Charles Scott Sherrington – Early Years

Charles Scott Sherrington was born in Islington, London, England, on 27 November 1857, one of four sons of James Norton Sherrington, a country doctor working near Yarmouth (Isle of Wight), and his wife Anne Brookes Thurtell. It is believed that Sherrington’s academic sense of wonder was shaped by the intellectuals that frequented his home regularly. He entered Ipswich School in 1871 and was highly inspired by his teacher Thomas Ashe, a famous English poet. Through Ashe, Sherrington developed a love of classics, mainly Latin and Greek, and a desire to travel. Sherrington began to study with the Royal College of Surgeons of England. Sherrington elected to enroll at St Thomas’ Hospital in September 1876 as a “perpetual pupil”, where his studies were intertwined with studies at Gonville and Caius College, Cambridge. Physiology was Sherrington’s chosen major at Cambridge. There, he studied under the “father of British physiology,” Sir Michael Foster. In October 1879, Sherrington entered Cambridge as a non-collegiate student. The following year he entered Gonville and Caius College.
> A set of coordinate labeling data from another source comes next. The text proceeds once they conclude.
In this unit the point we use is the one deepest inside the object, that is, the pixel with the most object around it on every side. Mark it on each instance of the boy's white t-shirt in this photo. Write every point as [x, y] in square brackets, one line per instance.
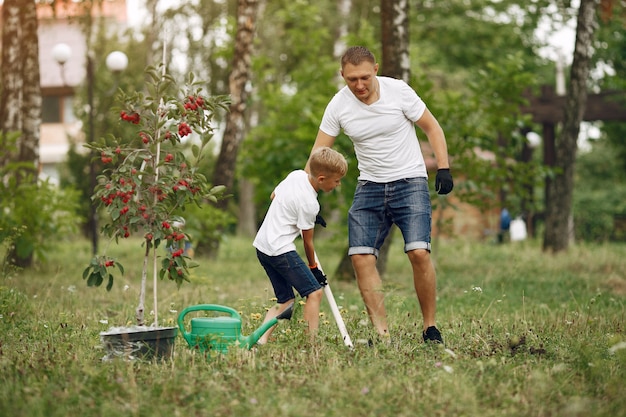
[293, 208]
[383, 133]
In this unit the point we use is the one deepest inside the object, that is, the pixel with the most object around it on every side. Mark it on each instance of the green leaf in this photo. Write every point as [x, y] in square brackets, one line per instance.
[110, 284]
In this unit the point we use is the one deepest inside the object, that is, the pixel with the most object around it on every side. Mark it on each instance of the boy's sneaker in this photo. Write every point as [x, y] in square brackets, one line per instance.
[432, 335]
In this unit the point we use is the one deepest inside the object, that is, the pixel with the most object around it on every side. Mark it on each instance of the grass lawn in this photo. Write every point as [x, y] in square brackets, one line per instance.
[527, 334]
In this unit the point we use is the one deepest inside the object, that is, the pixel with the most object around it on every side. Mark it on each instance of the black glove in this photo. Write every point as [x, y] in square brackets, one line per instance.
[443, 181]
[320, 220]
[319, 276]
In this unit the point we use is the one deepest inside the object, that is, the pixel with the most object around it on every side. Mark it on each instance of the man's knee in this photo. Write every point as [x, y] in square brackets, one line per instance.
[419, 256]
[315, 296]
[363, 260]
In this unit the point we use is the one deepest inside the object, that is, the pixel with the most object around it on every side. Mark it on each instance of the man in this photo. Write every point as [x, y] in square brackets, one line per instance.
[378, 114]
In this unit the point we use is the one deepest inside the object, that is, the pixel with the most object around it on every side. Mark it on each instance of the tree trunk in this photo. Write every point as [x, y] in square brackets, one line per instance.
[20, 104]
[246, 224]
[224, 173]
[235, 124]
[560, 189]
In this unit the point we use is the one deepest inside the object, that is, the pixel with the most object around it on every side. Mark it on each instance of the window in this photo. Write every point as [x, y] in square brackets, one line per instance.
[57, 109]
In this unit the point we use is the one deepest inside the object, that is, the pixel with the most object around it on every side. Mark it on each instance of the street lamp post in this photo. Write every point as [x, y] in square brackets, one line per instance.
[116, 62]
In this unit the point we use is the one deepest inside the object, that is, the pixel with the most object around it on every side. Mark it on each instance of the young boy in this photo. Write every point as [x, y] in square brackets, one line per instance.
[293, 212]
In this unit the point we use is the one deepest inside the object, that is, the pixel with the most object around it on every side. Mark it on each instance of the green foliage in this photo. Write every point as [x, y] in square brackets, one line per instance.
[599, 204]
[150, 177]
[485, 130]
[36, 215]
[295, 85]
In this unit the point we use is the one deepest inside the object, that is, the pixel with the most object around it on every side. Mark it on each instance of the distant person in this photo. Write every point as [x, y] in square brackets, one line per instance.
[505, 225]
[293, 212]
[378, 114]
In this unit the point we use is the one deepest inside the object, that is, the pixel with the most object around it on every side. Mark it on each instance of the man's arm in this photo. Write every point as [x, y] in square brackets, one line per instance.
[437, 139]
[322, 139]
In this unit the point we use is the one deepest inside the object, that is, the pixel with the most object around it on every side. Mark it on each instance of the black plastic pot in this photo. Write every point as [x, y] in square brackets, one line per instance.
[146, 343]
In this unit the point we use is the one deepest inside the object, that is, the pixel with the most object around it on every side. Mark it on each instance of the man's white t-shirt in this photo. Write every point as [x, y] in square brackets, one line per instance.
[293, 208]
[383, 133]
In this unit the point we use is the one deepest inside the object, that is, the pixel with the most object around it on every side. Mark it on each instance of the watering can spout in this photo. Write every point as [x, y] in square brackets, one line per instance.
[251, 340]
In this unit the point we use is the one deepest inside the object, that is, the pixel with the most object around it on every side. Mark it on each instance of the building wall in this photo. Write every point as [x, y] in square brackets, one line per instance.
[62, 26]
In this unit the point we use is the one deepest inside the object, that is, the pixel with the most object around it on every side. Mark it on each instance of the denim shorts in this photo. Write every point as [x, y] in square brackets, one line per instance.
[376, 206]
[286, 272]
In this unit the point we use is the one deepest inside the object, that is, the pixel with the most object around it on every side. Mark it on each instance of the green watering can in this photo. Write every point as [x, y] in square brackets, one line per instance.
[219, 332]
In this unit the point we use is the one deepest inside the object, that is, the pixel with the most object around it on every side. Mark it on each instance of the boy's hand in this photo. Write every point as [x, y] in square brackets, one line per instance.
[319, 276]
[320, 220]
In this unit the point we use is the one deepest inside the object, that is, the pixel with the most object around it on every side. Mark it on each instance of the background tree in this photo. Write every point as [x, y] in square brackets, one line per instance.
[35, 215]
[20, 105]
[560, 190]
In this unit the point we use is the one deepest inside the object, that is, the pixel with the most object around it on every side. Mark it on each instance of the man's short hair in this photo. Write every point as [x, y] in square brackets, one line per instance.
[355, 55]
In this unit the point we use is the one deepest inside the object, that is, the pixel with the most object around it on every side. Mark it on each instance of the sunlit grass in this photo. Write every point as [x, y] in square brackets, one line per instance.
[526, 334]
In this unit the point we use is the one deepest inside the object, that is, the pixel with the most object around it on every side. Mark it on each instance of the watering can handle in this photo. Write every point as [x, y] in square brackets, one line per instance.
[203, 307]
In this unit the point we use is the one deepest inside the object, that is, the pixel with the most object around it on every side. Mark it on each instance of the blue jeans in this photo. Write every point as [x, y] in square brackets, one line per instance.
[376, 206]
[286, 272]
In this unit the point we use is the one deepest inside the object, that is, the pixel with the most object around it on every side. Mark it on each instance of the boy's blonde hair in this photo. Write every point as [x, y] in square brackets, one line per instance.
[327, 161]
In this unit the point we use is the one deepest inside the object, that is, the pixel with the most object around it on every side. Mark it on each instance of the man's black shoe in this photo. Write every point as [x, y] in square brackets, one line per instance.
[433, 335]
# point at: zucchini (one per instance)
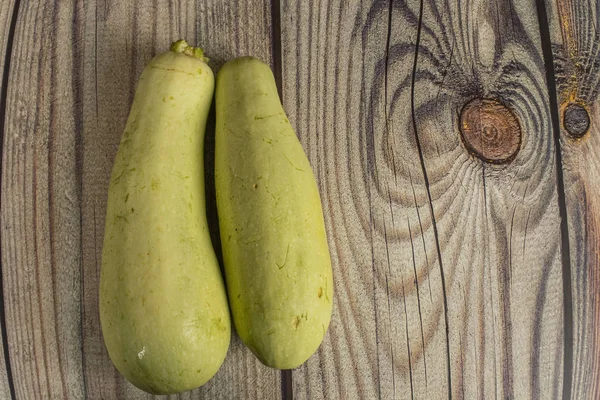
(277, 263)
(163, 304)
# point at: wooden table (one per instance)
(458, 156)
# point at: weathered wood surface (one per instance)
(6, 19)
(73, 72)
(575, 39)
(449, 270)
(464, 245)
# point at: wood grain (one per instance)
(7, 9)
(448, 269)
(73, 73)
(574, 36)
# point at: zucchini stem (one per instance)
(181, 46)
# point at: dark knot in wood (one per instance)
(490, 130)
(576, 120)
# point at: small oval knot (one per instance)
(576, 120)
(490, 130)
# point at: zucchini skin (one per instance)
(275, 251)
(163, 304)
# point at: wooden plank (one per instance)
(575, 40)
(448, 268)
(7, 9)
(73, 77)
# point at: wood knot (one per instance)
(490, 130)
(576, 120)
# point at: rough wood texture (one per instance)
(72, 79)
(575, 40)
(448, 269)
(453, 276)
(6, 17)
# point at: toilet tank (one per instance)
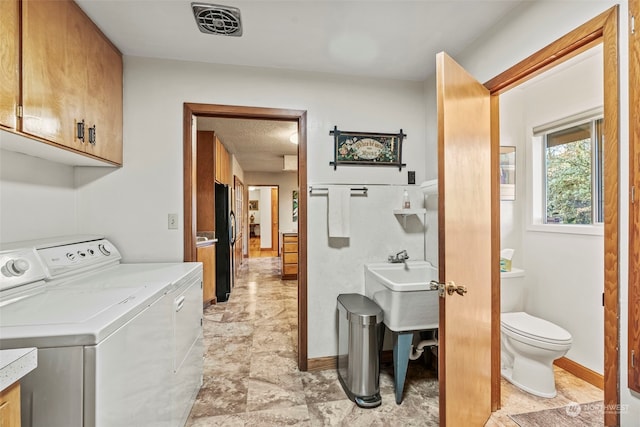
(512, 290)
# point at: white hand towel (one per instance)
(338, 211)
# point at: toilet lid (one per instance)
(534, 328)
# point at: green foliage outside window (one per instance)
(569, 194)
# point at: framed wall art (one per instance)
(507, 173)
(367, 148)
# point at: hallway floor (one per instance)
(251, 376)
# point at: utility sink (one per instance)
(404, 293)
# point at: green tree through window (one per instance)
(573, 170)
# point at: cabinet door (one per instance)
(10, 405)
(104, 98)
(54, 70)
(207, 256)
(9, 61)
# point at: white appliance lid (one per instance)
(534, 327)
(87, 309)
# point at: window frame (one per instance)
(537, 177)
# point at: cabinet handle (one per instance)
(92, 135)
(80, 130)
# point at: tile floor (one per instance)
(251, 376)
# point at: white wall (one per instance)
(520, 36)
(131, 204)
(265, 217)
(37, 198)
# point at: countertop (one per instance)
(15, 364)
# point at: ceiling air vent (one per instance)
(216, 19)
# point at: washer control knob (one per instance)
(16, 267)
(105, 251)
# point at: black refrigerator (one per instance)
(226, 234)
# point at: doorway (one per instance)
(264, 221)
(603, 29)
(191, 110)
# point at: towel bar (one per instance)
(312, 189)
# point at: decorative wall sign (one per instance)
(366, 148)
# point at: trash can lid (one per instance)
(361, 309)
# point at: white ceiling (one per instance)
(376, 38)
(259, 145)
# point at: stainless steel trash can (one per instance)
(360, 336)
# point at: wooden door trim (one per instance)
(188, 149)
(275, 200)
(633, 335)
(601, 29)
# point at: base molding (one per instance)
(322, 363)
(581, 372)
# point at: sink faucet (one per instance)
(401, 256)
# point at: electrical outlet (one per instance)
(173, 221)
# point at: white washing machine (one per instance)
(118, 344)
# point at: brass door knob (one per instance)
(449, 287)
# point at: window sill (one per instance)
(593, 230)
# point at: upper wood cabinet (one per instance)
(223, 163)
(9, 62)
(71, 81)
(205, 180)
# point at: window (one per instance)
(572, 170)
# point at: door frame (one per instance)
(601, 29)
(191, 110)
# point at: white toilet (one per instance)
(529, 345)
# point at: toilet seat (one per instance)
(534, 328)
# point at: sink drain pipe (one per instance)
(419, 349)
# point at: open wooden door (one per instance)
(465, 245)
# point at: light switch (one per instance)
(173, 221)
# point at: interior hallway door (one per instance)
(465, 245)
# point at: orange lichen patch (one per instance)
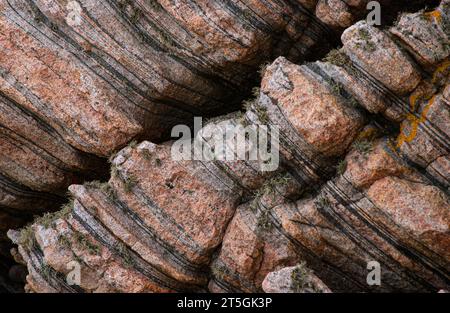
(414, 124)
(368, 134)
(442, 70)
(436, 15)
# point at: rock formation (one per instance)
(363, 141)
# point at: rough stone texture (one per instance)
(295, 279)
(363, 174)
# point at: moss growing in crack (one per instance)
(369, 45)
(129, 183)
(125, 254)
(133, 144)
(337, 57)
(364, 34)
(262, 114)
(26, 237)
(136, 15)
(86, 244)
(146, 154)
(96, 184)
(363, 146)
(300, 279)
(262, 68)
(341, 167)
(64, 241)
(48, 219)
(322, 202)
(263, 221)
(46, 271)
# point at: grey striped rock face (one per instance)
(363, 175)
(81, 79)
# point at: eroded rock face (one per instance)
(80, 79)
(295, 279)
(363, 177)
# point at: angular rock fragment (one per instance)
(295, 279)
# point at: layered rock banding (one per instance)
(80, 79)
(165, 225)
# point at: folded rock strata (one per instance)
(165, 225)
(80, 79)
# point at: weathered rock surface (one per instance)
(295, 279)
(363, 177)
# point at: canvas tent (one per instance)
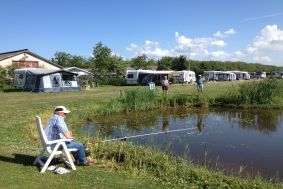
(45, 80)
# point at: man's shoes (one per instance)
(88, 163)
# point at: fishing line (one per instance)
(148, 134)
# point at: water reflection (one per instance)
(233, 138)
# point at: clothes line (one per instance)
(149, 134)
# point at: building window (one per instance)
(25, 64)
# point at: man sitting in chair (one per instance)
(57, 129)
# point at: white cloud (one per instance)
(265, 59)
(224, 34)
(220, 55)
(261, 17)
(269, 41)
(260, 50)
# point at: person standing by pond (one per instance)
(57, 129)
(199, 83)
(165, 85)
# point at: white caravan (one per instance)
(242, 75)
(135, 77)
(185, 76)
(219, 76)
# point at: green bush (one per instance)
(250, 93)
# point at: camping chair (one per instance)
(60, 148)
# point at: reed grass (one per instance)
(18, 136)
(263, 92)
(168, 170)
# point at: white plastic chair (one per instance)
(60, 148)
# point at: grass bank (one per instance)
(141, 168)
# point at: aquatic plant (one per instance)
(249, 93)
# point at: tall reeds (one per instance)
(260, 92)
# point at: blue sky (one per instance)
(244, 30)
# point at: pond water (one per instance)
(249, 142)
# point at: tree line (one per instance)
(103, 62)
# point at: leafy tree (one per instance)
(6, 75)
(62, 58)
(101, 58)
(117, 65)
(179, 63)
(164, 63)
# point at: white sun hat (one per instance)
(62, 109)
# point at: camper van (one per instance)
(242, 75)
(184, 76)
(143, 77)
(219, 76)
(45, 80)
(260, 75)
(134, 77)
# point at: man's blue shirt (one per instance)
(55, 128)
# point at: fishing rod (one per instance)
(147, 134)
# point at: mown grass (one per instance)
(19, 143)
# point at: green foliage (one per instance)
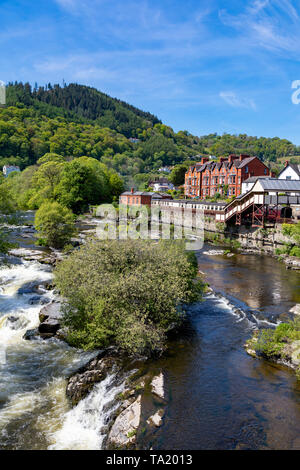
(293, 231)
(295, 251)
(267, 345)
(221, 227)
(177, 176)
(271, 343)
(128, 293)
(55, 224)
(5, 245)
(7, 204)
(74, 184)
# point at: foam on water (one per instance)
(84, 425)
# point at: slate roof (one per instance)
(280, 185)
(294, 167)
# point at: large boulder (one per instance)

Walter Holbrook Gaskell, one of Sherrington’s tutors, informed him in November 1881 that he had earned the highest marks for his year in botany, human anatomy, and physiology. He was second in zoology, and highest overall. Charles Scott Sherrington earned his Membership of the Royal College of Surgeons on 4 August 1884 and one year later he obtained a First Class in the Natural Science Tripos with the mark of distinction and earned the degree of M.B., Bachelor of Medicine and Surgery from Cambridge. In 1886, Sherrington added the title of L.R.C.P., Licentiate of the Royal College of Physicians.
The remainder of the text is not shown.